While the government has said it isn’t asking for a backdoor or trying to set a precedent and is only concerned with accessing the phone used by Syed Rizwan Farook, Apple is already fighting at least eight other attempts to force it to aid prosecutors in opening phones. The company says that if it complies with one order, others will follow and foreign governments may make similar demands.
Justice Department attorneys are reviewing Apple’s filing and will respond appropriately in court, said spokeswoman Melanie Newman.
“The Justice Department’s approach to investigating and prosecuting crimes has remained the same; the change has come in Apple’s recent decision to reverse its long-standing cooperation in complying with All Writs Act orders.” Newman said in a statement.
Comey told a House panel that he doesn’t think phones and other devices should be “spaces immune to search warrants.” The judge’s decision in the Apple case could influence the thinking of courts handling conflicts over encryption, he said.
One mystery the FBI would like to solve involves where the San Bernardino terrorists were for 19 minutes after the attack, Comey said. Agents have scoured security cameras at gas stations and other retailers but can’t figure it out, Comey said. He said the answer may reside on the phone, which belonged to Farook’s employer, San Bernardino County.
In Thursday’s filing, the company casts the case as “the FBI seeking through the courts a dangerous power that Congress and the American people have withheld; the ability to force companies like Apple to undermine the basic security and privacy interests of hundreds of millions of individuals around the globe.”

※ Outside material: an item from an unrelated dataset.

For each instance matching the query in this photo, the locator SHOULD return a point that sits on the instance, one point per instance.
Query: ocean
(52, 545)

Apple did a good job explaining why it would be burdensome for the company to comply with the government’s request, said Timothy Edgar, a senior fellow at the Watson Institute for International Studies and Public Affairs at Brown University. Apple said experienced engineers would have to design, create, test and validate the compromised operating system, and then deploy and supervise its operation by the FBI to crack the phone’s passcode, using a “hyper-secure isolation room” to do so.
Still, he said, Apple may have a hard time backing up some of its technological arguments in court, or the U.S. in its reply may agree that compliance is difficult but demand it anyway.

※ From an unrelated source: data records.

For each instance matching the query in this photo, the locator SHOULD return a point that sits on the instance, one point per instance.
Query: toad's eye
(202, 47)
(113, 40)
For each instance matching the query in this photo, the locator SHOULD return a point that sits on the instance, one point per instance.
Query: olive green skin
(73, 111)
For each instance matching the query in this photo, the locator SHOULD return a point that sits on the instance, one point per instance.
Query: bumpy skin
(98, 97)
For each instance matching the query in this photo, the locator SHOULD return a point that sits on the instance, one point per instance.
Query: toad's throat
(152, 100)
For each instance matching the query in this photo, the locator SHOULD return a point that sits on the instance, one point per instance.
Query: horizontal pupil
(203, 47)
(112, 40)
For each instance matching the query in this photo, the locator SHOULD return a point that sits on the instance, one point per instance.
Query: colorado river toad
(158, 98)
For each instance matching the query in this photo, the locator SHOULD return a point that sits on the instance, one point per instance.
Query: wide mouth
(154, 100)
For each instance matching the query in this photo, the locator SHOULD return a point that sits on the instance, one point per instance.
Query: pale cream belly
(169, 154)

Apple filed its response the day before it was due, and also before its shareholder meeting Friday in Cupertino, California.
Chief Executive Officer Tim Cook, well-schooled in rallying investors at the company’s annual meetings, may use the forum to assert again that the company is determined to protect customers’ privacy. He’s got the technology industry’s backing, with Google and Microsoft Corp. leading the charge to submit friend-of-the-court filings.

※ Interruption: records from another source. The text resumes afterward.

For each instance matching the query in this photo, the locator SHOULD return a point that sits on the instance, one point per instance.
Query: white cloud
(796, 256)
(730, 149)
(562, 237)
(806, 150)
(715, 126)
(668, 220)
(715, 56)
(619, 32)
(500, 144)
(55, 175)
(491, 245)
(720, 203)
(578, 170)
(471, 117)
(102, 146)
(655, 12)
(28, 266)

“Apple is breaking ranks in a significant way, siding with individual consumers and users by doing what it’s doing,” Rudenstine said. He contrasted Cook’s “brave” stand with what he described as the standard practice a half century ago of communication companies complying with government requests for information without telling customers.
“Even if he loses on the merits,” Rudenstine said, “in the end he’s forcing the country to come to terms with an open and broad public debate over this important national public policy matter."
The case is In the Matter of the Search of an Apple iPhone Seized During the Execution of a Search Warrant on a Black Lexus IS300, California License Plate 35KGD203, 16-00010, U.S. District Court, Central District of California (Riverside).